Hokkaido is the second largest, northernmost and least developed of Japan's four main islands. With its unspoiled nature, Hokkaido attracts many outdoor lovers, including skiers and snowboarders in the colder seasons and hikers, cyclists and campers from June to September. For those seeking breath-taking scenery with National Parks, wetlands, volcanoes and mountains, Hokkaido should certainly be high on your list.
The capital city, Sapporo is one of the nation's youngest major cities and is built on a North American style rectangular street system. The city hosted the 1972 Olympic Winter Games making it world famous, and today, Sapporo is well known for its ramen (noodles), beer, and the annual snow festival held every February.
Hakodate is Hokkaido's third largest city, located at the island's southern tip. Regular, daily flights to Hakodate link this southern part of the Hokkaido region to Tokyo and from April 2016, the super fast bullet train will open it's direct route from Tokyo to Hakodate. Hakodate is best known for the spectacular views to be enjoyed from Mount Hakodate and its delicious, fresh seafood. As one of the first Japanese harbour cities to be opened to international trade after the country's era of isolation, Hakodate has experienced notable influence from overseas, and the foreign population's former residential district and a Western style fort are among its main tourist attractions.
Onuma Park, a quasi national park with beautiful, island dotted lakes, is located only half an hour north of Hakodate and makes a nice side trip or a stop along the journey between Hakodate and Sapporo.
The downhill slopes of Furano and Biei transform into Lavender fields in July & August. The hot spring resort of Noboribetsu, is surrounded by forested hills and at Jigokudani or "Hell Valley" the aromas of the sulphurous steam vents, streams and ponds can be smelt. It is an area of unspoiled nature, offering activity orientated travellers the opportunity to ski and snowboard in the winter and hike, cycle and walk from June to September.
Shiretoko National Park, located on the Shiretoko Peninsula in eastern Hokkaido, is one of Japan's most beautiful and unspoilt national parks. No roads lead further than about three quarters of the way up the peninsula, and the northern tip can only be viewed from boats or reached on multi day trekking tours. Home to a variety of wildlife, including brown bears, deer and foxes, in winter, the peninsula's coast along the Sea of Okhotsk becomes one of the northern hemisphere's southernmost regions to see drift ice, and is a UNESCO World Heritage site due to the irreplaceable value of the peninsula's ecosystem and biodiversity.
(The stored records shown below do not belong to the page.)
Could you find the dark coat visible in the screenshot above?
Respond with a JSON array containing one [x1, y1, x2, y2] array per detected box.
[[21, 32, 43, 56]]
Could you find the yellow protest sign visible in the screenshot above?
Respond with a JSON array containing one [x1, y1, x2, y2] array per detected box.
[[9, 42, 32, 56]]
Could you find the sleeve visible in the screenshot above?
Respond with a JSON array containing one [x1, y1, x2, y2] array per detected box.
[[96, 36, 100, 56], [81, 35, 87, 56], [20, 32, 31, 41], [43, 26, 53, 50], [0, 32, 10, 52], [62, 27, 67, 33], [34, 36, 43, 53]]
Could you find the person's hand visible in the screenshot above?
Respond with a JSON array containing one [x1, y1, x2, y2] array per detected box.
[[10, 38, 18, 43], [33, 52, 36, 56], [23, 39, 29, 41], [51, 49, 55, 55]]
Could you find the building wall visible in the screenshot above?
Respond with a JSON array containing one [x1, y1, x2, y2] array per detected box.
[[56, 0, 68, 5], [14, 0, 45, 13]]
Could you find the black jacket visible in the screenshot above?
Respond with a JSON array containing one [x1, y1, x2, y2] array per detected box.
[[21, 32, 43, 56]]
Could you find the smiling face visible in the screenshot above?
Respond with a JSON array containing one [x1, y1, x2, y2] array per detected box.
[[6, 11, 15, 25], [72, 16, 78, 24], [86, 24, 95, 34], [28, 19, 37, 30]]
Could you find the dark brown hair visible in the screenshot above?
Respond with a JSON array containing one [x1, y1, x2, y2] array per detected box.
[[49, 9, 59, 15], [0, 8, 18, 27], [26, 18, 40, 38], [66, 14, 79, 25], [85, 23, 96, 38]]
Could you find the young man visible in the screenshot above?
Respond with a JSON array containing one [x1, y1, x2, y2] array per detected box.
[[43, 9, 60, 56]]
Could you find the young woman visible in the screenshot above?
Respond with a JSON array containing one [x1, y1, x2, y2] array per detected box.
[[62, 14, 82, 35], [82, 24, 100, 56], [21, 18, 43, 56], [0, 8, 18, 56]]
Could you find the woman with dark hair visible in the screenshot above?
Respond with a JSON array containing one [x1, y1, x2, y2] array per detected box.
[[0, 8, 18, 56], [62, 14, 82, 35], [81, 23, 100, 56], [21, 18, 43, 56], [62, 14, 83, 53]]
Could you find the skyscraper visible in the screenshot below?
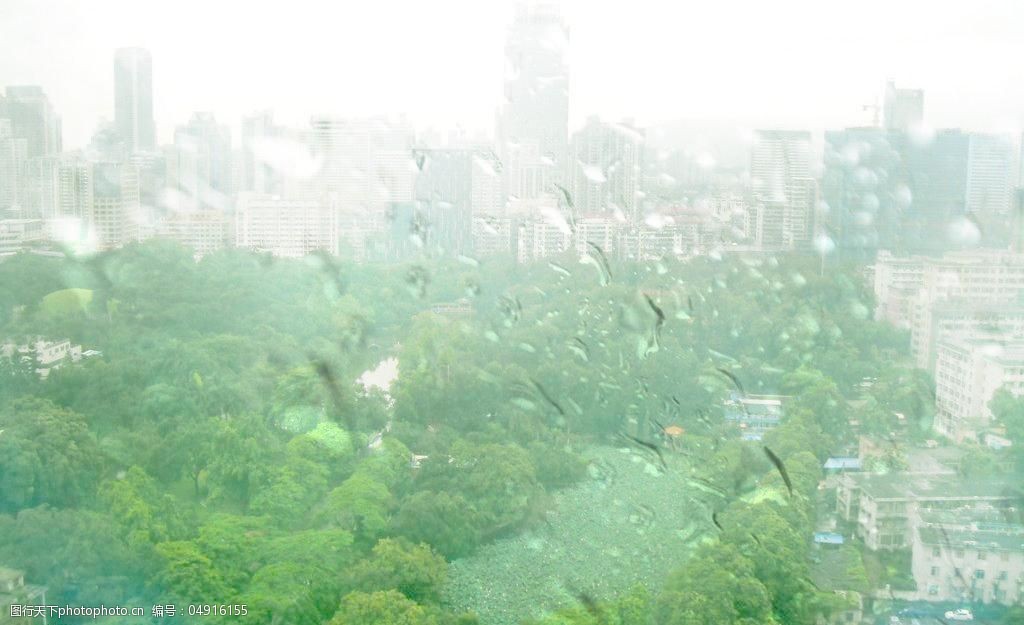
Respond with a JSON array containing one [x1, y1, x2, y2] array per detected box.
[[0, 85, 61, 159], [967, 132, 1014, 221], [821, 127, 912, 255], [114, 48, 157, 154], [86, 162, 139, 250], [498, 3, 569, 199], [174, 113, 233, 208], [569, 118, 644, 220], [0, 119, 26, 212], [751, 130, 818, 249], [882, 80, 925, 131], [310, 117, 418, 216], [238, 111, 284, 195], [890, 129, 977, 252]]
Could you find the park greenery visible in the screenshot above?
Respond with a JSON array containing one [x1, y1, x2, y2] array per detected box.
[[0, 241, 937, 625]]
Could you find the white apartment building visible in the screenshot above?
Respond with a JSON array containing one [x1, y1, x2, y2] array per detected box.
[[0, 337, 87, 379], [85, 162, 139, 250], [911, 508, 1024, 606], [517, 219, 573, 262], [874, 251, 927, 328], [0, 219, 46, 256], [836, 472, 1019, 551], [751, 130, 818, 250], [472, 215, 515, 257], [910, 298, 1024, 371], [234, 194, 338, 258], [157, 210, 231, 256], [935, 337, 1024, 442]]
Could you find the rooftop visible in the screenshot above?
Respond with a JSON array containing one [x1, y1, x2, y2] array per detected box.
[[844, 471, 1020, 501], [918, 527, 1024, 552]]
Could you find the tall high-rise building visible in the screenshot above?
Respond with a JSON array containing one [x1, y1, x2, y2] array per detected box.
[[822, 128, 970, 255], [401, 150, 480, 255], [882, 80, 925, 131], [174, 113, 234, 208], [310, 117, 413, 216], [569, 118, 644, 221], [890, 129, 966, 253], [238, 111, 285, 195], [751, 130, 818, 249], [114, 48, 157, 154], [0, 85, 62, 159], [498, 3, 569, 199], [967, 133, 1014, 221], [0, 119, 26, 212], [234, 194, 338, 258], [821, 127, 912, 255], [27, 153, 90, 219], [86, 162, 139, 250]]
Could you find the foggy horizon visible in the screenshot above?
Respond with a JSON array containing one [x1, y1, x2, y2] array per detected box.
[[6, 0, 1024, 149]]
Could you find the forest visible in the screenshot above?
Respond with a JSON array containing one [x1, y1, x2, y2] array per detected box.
[[0, 241, 934, 625]]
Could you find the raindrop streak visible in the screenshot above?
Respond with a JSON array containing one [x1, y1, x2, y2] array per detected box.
[[582, 241, 611, 287]]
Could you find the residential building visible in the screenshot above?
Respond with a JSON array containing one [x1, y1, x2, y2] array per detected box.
[[0, 85, 62, 161], [836, 472, 1019, 551], [935, 334, 1024, 443], [568, 118, 644, 221], [498, 2, 569, 199], [910, 508, 1024, 606], [0, 567, 49, 625], [26, 153, 91, 219], [472, 214, 517, 258], [157, 210, 234, 256], [0, 337, 86, 379], [0, 118, 28, 210], [723, 392, 790, 441], [0, 219, 46, 256], [967, 132, 1014, 222], [85, 162, 139, 250], [234, 194, 339, 258], [114, 48, 157, 155], [882, 80, 925, 132], [873, 251, 928, 329], [751, 130, 818, 250], [414, 149, 480, 255], [910, 298, 1024, 373], [237, 111, 284, 195], [309, 117, 413, 215], [170, 113, 234, 210]]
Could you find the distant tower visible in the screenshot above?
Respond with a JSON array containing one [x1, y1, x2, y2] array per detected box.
[[174, 113, 234, 208], [498, 3, 569, 199], [0, 85, 61, 160], [751, 130, 818, 249], [114, 48, 157, 154], [569, 118, 644, 219], [882, 80, 925, 131]]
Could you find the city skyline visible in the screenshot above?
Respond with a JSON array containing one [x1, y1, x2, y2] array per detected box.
[[6, 0, 1024, 149]]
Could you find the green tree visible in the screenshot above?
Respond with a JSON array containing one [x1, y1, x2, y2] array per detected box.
[[391, 491, 480, 559], [329, 590, 440, 625], [0, 398, 103, 511], [350, 538, 447, 603]]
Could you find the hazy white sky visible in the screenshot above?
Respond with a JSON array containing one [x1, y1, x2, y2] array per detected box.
[[0, 0, 1024, 148]]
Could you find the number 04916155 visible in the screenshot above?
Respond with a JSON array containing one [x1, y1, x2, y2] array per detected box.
[[188, 603, 249, 617]]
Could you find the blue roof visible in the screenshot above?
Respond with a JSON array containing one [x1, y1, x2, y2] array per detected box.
[[825, 458, 860, 470]]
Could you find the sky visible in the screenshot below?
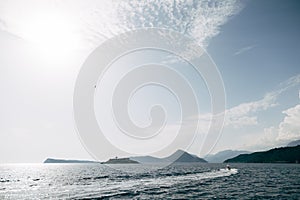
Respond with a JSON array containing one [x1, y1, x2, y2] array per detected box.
[[0, 0, 300, 163]]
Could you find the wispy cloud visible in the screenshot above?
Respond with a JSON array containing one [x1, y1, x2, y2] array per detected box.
[[233, 45, 256, 56], [0, 0, 243, 48], [225, 74, 300, 128]]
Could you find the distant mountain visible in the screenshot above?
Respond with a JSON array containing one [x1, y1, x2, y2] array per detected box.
[[204, 150, 251, 163], [224, 145, 300, 163], [130, 150, 207, 163], [287, 140, 300, 147], [44, 150, 207, 164], [44, 158, 99, 163], [102, 158, 139, 164]]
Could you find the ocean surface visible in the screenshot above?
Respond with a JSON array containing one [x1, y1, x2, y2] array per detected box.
[[0, 164, 300, 199]]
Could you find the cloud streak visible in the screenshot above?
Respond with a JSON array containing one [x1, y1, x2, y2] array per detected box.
[[0, 0, 243, 48], [233, 45, 256, 56]]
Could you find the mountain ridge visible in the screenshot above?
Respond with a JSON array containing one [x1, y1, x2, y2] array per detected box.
[[224, 145, 300, 163]]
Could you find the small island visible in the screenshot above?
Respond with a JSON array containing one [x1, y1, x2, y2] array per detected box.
[[102, 157, 139, 164]]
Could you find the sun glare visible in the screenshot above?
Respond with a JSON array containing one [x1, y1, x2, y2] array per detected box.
[[21, 13, 80, 57]]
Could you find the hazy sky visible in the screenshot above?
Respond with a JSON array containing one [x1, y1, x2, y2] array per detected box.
[[0, 0, 300, 163]]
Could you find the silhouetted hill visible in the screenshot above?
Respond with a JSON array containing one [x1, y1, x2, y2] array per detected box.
[[130, 150, 207, 163], [224, 145, 300, 163], [44, 158, 99, 163], [204, 150, 251, 163], [286, 140, 300, 147]]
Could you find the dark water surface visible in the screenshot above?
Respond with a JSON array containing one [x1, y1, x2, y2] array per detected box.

Another larger National Park, Daisetsuzan, preserves a densely forested, mountainous area of virtually unspoilt wilderness, which equals more than ten times the size of Osaka City. It is a paradise for hikers, outdoor lovers, deer and brown bears
- Visit Sapporo in February for the annual snow festival with snow sculptures galore
- Go fishing, hiking, rafting and canoeing amidst crystal clear lakes and active volcanoes
- Dine on fresh seafood, Ramen noodles and locally brewed beer
- See the countries only known population of Japanese Cranes at the Kushiro wetlands National Park
BEYOND THE ORDINARY
Travel by ferry to the islands of Rishiri and Rebun. Located off the northernmost tip of Hokkaido these small islands offer some wonderful walking trails, small fishing villages, alpine flowers and dramatic coastal scenery.